Nicolas Roche went into the final hilly stage of the Tour of Britain hoping to gain time on Bradley Wiggins. The Irishman briefly managed to distance the defending champion but things came back together in the finale.
Tinkoff-Saxo’s Nicolas Roche was 50 seconds behind in fourth position entering today’s 226 kilometer long 7th stage of Tour of Britain. A hilly finale contained several launch pads for attacks and Tinkoff-Saxo played a dominant role in the final part of the stage where Roche gained time and but retained fourth overall.
5 riders created a significant gap to the peloton on today’s stage and it took a lot of hard chasing from Tinkoff-Saxo and numerous other teams to reduce their advantage. The big difference was made on a steep climb with 15 kilometers to go where Tinkoff-Saxo put the hurt on the field and dropped the leading rider, Alex Dowsett (Movistar).
Nicolas Roche was chasing both the stage win and an improvement of his spot in the GC and he was well-supported by Rory Sutherland and Chris Juul entering the final climb with 6 kilometers remaining. Here, the chase group split up once again with Roche in a very select group but a second chase group with Sutherland and Juul bridged the gap a few kilometers later.
Roche and his companions weren’t able to catch Julian Vermote (Omega-Pharma Quick Step) who won the stage and in between Vermote and Roche was Dylan van Baarle from the early breakaway and Baarle took over the leader’s jersey from Dowsett.

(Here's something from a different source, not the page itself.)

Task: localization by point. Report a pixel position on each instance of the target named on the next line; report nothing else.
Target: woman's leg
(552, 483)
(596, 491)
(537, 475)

Roche is now 35 seconds away from the top spot of the podium.
DS Lars Michaelsen says:
“The boys did a good job throughout the day and in the finale, Nicolas actually managed to create a gap to Wiggins but he was supported by his teammate and they made it back to Roche on the final kilometers. Nico is still 4th overall but unfortunately Wiggins is only 12 seconds behind him before the 8,8 km long time trial tomorrow.
"It’s going to be to hard moving up in the GC on this short distance and with strong going riders like Kwiatowski, Van Baarle and Teuns around him in the top 5. However, we will go into the to final stages (8,8 km TT and 88 km circuit race in Central London) with everything we have.”